“I do, my lord.”

He reached for the flagon and poured himself a cup of wine. “You’ll have to ask the High King for them.”

“Yes, I know.”

Breaking into a rare smile, Odysseos said, “This would be a good time for it. Agamemnon should be happy that Achilles has returned to the fight.”

I understood the logic of it.

“But the High King does not give gifts so easily,” he added, bringing the cup to his lips. His eyes stayed fixed on mine.
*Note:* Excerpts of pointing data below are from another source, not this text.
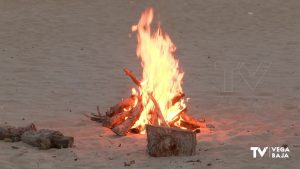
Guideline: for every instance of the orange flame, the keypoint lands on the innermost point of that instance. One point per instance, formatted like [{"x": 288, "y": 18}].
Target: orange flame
[{"x": 161, "y": 75}]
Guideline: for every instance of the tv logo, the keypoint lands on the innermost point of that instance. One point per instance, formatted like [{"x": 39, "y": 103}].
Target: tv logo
[
  {"x": 273, "y": 152},
  {"x": 261, "y": 152}
]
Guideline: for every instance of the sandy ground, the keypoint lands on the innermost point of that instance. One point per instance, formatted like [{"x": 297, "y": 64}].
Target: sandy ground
[{"x": 61, "y": 58}]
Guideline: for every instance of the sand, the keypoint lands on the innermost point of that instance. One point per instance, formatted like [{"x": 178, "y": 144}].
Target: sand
[{"x": 241, "y": 60}]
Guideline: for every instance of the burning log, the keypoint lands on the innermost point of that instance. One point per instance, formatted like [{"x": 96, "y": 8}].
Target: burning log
[
  {"x": 117, "y": 119},
  {"x": 13, "y": 134},
  {"x": 98, "y": 118},
  {"x": 175, "y": 99},
  {"x": 134, "y": 115},
  {"x": 191, "y": 120},
  {"x": 132, "y": 76},
  {"x": 154, "y": 118},
  {"x": 157, "y": 110},
  {"x": 118, "y": 108},
  {"x": 168, "y": 141},
  {"x": 46, "y": 139}
]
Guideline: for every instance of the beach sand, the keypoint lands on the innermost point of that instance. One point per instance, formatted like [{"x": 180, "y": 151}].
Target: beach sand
[{"x": 59, "y": 59}]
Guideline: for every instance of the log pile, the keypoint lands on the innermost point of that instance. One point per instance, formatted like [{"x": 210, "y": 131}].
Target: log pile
[
  {"x": 169, "y": 141},
  {"x": 121, "y": 117},
  {"x": 43, "y": 138}
]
“The woman is my wife, my lord. She belongs to me.”

“Still … it might be better to wait until tomorrow, after Achilles slays Hector. He’ll be in a more giving mood then.”

“But what if Hector slays Achilles?”

Odysseos shrugged. “That would make things … difficult.”
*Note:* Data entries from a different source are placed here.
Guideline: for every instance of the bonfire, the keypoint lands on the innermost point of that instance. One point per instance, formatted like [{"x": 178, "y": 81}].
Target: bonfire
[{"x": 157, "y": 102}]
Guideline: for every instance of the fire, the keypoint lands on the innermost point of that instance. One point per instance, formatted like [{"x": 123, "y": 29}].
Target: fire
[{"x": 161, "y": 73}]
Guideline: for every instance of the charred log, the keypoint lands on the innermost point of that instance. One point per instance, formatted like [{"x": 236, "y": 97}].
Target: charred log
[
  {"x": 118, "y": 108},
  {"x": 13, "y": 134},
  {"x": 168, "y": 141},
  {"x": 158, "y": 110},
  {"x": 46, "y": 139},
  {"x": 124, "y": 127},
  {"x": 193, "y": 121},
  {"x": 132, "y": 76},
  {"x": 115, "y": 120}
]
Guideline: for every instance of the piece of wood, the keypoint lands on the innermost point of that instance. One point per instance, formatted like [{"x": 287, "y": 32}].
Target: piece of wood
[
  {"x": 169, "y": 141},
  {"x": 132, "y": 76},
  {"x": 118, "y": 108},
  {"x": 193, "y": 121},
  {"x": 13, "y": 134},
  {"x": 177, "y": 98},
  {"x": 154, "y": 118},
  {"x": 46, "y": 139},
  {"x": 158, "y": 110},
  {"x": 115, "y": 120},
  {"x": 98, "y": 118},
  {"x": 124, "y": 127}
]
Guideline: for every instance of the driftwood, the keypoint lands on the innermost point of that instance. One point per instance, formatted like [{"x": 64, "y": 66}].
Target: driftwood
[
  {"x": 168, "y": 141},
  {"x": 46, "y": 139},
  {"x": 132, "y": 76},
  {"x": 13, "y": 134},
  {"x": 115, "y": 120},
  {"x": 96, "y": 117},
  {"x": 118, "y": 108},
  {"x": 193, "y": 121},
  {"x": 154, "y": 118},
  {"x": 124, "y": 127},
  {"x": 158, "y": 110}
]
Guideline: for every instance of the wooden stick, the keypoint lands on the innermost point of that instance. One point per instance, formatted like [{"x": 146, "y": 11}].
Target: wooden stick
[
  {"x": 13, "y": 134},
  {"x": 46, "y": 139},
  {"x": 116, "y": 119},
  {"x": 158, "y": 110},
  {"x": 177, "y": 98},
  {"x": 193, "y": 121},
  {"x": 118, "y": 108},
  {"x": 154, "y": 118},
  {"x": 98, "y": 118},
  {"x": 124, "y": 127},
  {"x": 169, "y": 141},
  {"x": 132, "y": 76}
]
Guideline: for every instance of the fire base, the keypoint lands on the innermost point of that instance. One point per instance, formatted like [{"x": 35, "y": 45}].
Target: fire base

I asked, “Do you think the Trojans will surrender if Hector falls?”

His brows knit; he hadn’t thought of what would happen after the battle between the two.

“Surrender? No, I suppose not. The Trojans won’t let us inside their walls willingly, no matter how many of their champions fall.”
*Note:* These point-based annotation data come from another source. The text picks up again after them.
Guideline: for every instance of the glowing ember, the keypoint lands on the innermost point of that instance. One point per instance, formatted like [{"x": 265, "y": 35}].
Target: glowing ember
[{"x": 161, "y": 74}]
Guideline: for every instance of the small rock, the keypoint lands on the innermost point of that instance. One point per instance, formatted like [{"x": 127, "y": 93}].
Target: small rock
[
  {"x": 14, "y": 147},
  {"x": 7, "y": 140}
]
I heard myself say, “I can get you inside their walls.”

“You?”

I pointed toward the city up on the bluff, bathed now in reddish gold by the setting sun. “See the course of the wall, where it is lower than the rest?” It was the western side of the city, where the garrulous courtier had told me that the defenses were weaker.

“Still twice the height of a grown man,” Odysseos muttered.

“My men can build siege towers and wheel them up to that part of the wall so that your warriors can climb up inside them and step from their topmost platforms right onto the battlements of the wall.”

“Towers?” Odysseos asked. “Taller than the wall? How can that be?”

“We have done it before, my lord. We build the towers of wood, and place them on rollers so that we can bring them up against the wall.”

For a long moment Odysseos said nothing. Then, “But the Trojans would destroy the towers as you approached the wall.”

“With what?” I challenged. “Spears? Arrows? Even if they shoot flaming arrows, we’ll have the towers covered with wetted horse hides.”

“But they’ll concentrate their men at that one point and beat you off.”

I realized that Odysseos was no fool. He grasped the concept of the siege towers even though he had never seen one in his life. And he immediately understood the weak point of my plan.

“Usually we build three or four towers and attack several spots along the fortifications at the same time. Or we create some other diversion that keeps the enemy’s forces busy elsewhere.”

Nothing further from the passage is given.